Legislativo contra Executivo
A Comissão Externa foi criada a partir de um requerimento do senador Flexa Ribeiro. José Nery (PSOL-PA) chegou a propor que a visita contasse também com a presença de membros da Comissão Nacional pela Erradicação do Trabalho Escravo (Conatrae), mas a proposição não foi aprovada pelos seus pares.
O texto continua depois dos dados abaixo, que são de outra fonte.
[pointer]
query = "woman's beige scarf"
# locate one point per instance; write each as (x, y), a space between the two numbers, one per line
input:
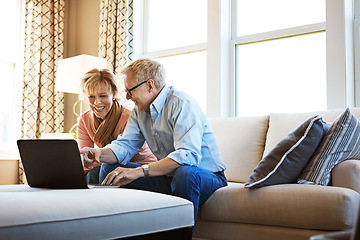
(104, 128)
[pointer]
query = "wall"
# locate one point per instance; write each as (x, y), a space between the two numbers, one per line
(81, 37)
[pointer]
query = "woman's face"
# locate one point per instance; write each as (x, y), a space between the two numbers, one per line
(100, 101)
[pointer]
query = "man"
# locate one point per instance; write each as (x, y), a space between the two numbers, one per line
(177, 132)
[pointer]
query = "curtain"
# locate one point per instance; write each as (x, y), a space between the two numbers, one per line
(116, 33)
(42, 106)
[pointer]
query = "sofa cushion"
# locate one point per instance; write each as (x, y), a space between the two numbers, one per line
(288, 205)
(286, 160)
(341, 142)
(241, 143)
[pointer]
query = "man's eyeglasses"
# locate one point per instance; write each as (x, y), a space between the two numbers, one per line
(131, 89)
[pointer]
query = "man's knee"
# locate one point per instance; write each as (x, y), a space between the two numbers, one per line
(185, 176)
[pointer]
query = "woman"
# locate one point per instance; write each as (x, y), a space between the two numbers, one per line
(106, 118)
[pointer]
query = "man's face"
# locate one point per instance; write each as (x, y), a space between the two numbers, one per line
(141, 95)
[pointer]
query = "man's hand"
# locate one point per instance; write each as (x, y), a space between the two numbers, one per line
(122, 176)
(90, 157)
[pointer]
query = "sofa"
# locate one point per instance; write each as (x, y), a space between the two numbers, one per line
(283, 208)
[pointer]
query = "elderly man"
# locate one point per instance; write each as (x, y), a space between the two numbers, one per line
(189, 163)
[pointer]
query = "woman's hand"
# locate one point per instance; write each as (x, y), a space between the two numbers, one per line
(90, 157)
(122, 176)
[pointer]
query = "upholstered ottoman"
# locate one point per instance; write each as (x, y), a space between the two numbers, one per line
(98, 213)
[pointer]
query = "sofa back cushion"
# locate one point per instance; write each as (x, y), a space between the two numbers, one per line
(281, 124)
(241, 143)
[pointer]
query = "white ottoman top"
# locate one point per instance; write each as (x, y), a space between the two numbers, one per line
(88, 213)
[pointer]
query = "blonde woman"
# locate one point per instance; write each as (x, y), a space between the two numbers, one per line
(105, 120)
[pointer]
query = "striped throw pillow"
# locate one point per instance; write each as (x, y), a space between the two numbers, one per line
(286, 160)
(340, 143)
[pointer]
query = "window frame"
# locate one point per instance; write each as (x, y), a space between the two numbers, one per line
(221, 41)
(9, 151)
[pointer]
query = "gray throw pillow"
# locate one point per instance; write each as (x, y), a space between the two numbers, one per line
(340, 143)
(287, 159)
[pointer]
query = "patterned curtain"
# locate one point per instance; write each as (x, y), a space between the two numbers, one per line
(42, 106)
(116, 33)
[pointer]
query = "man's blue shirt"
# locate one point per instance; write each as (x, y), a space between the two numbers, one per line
(174, 128)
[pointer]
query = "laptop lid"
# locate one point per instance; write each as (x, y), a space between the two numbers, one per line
(52, 163)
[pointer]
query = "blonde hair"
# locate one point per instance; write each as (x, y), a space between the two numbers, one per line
(93, 78)
(103, 128)
(144, 69)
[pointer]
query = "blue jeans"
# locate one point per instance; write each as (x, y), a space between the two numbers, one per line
(192, 183)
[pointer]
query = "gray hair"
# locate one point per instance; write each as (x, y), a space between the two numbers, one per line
(144, 69)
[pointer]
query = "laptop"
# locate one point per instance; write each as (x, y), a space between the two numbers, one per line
(53, 163)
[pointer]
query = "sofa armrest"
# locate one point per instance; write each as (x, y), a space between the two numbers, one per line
(347, 174)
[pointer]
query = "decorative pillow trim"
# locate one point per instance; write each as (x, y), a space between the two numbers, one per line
(286, 160)
(342, 142)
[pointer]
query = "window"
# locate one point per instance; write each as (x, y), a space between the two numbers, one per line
(280, 56)
(259, 56)
(10, 94)
(175, 33)
(357, 51)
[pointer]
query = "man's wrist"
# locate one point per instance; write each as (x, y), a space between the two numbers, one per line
(145, 169)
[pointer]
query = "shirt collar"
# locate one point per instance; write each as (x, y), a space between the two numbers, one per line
(160, 100)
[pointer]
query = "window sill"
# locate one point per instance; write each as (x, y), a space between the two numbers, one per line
(9, 155)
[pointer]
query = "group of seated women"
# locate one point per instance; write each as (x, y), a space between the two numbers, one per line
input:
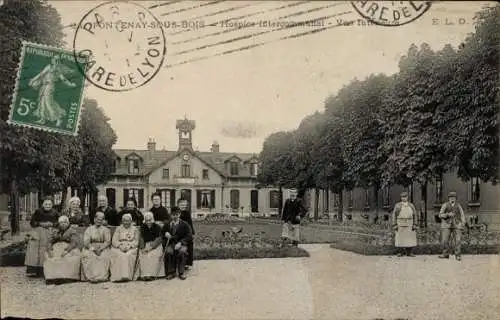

A Comissão só contou com parlamentares favoráveis à Pagrisa.

"A demissão em massa dos empregados vem ocasionando manifestações discordantes do procedimento empregado pela fiscalização, especialmente de entidades civis, líderes locais e da população do município, apreensivos com as conseqüências da demissão", afirmou na época Flexa Ribeiro.
Desde a megaoperação, o senador vem realizando lobby pela empresa, que cultiva cana-de-açúcar e produz açúcar e etanol. Durante a fiscalização, ele foi trazido em um avião da própria Pagrisa para acompanhar a ação de libertação.

Em reunião no gabinete do ministro Carlos Lupi (PDT), no dia 12 de julho, Flexa Ribeiro acusou o grupo móvel de fiscalização do MTE de abuso de poder. Também estavam presentes na reunião os deputados Giovanni Queiroz (PDT-PA) e Paulo Rocha (PT-PA), além do presidente da empresa, Marcos Villela Zancaner, do presidente da Federação das Indústrias do Estado do Pará, José Conrado, e do presidente da Confederação Nacional da Pesca e Aqüicultura, Fernando Ferreira.

Humberto Célio Pereira, coordenador da ação de libertação, tem sido um dos mais atacados por senadores que defendem a empresa. Mas ele mantém o que foi escrito em seu relatório de fiscalização: a situação era degradante, com trabalhadores que não ganhavam salários, já que os descontos ilegais realizados pela empresa consumiam quase tudo o que havia para receber. A comida fornecida estava estragada e havia várias pessoas sofrendo de náuseas e diarréia. A água para beber, segundo relato dos empregados na fazenda, era a mesma utilizada na irrigação da cana e, de tão suja, parecia caldo de feijão. O alojamento, de acordo com Humberto, estava superlotado (não havia espaço para todos) e o esgoto corria a céu aberto. Vindos em sua maioria do Maranhão e do Piauí, os trabalhadores não tinham transporte à disposição para levá-los da fazenda ao centro de Ulianópolis, distante 40 quilômetros.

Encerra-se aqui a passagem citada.